Oct 19, 2010 13:12 GMT  ·  By

Even with all the supposed issues plaguing certain parts of the world, the solid state drive market still seems to be seeing quite high demand, to the point where OCZ has decided to open up a new manufacturing facility.

Some time ago, OCZ decided to focus on its solid state drive business, since NAND Flash memory seemed to be taking off at a rapid rate.

Now, it seems that its move is beginning to yield results, as the so-called pressure from its growing client base has supposedly led to a demand that is too high for its current resources to handle.

What this led to is OCZ's need to open up a new manufacturing facility in Taiwan, on October 25 to be exact.

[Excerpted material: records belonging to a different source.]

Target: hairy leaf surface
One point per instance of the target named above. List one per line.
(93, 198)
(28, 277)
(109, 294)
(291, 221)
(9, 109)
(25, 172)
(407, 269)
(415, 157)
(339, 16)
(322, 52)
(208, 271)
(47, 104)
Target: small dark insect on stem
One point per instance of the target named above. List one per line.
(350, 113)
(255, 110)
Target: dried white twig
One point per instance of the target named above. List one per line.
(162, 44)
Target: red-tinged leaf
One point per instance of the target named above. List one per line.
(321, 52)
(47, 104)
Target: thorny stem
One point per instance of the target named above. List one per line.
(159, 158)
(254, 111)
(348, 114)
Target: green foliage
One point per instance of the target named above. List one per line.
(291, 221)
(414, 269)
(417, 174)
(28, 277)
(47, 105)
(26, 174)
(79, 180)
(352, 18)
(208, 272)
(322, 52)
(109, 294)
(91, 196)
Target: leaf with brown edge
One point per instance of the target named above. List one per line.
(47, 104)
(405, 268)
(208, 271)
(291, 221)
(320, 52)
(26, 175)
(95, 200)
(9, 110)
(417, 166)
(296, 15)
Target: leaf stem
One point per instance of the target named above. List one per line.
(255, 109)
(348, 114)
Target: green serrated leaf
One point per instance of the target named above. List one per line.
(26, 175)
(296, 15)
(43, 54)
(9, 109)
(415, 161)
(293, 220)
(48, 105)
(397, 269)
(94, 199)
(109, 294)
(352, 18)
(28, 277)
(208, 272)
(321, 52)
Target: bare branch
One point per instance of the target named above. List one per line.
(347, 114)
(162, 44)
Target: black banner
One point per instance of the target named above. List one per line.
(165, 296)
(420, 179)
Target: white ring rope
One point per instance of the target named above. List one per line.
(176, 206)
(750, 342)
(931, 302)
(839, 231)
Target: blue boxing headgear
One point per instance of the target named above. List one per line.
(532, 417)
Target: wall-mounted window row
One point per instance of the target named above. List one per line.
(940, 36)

This should let it boost its SSD production capacity from the current 50,000 units per month to 140,000 units.

"As our SSD revenues continue to expand, we are happy to announce our new state-of-the-art manufacturing facility in Taipei, Taiwan," said Ryan Petersen, CEO of the OCZ Technology Group.

"Our new 20,000 square foot facility was set up in response to increased demand from OEMs for our Enterprise Solid State Drive products and significantly increases our monthly SSD capacity," Petersen added.

No doubt one of the major factors behind the growing demand for SSDs is the arrival of SandForce's latest line of SSD controllers.

The so-called SandForce SF-2000 allow reading and writing to be done at up to 500 MB/s on the SATA 6.0Gbps connection.

These chips also push random performance to 60,000 IOPS for both reading and writing. OCZ has already announced the Deneva drives set to employ these controller chips.

These units are slated to start sampling by the end of the year and will become available worldwide in the first quarter of 2011.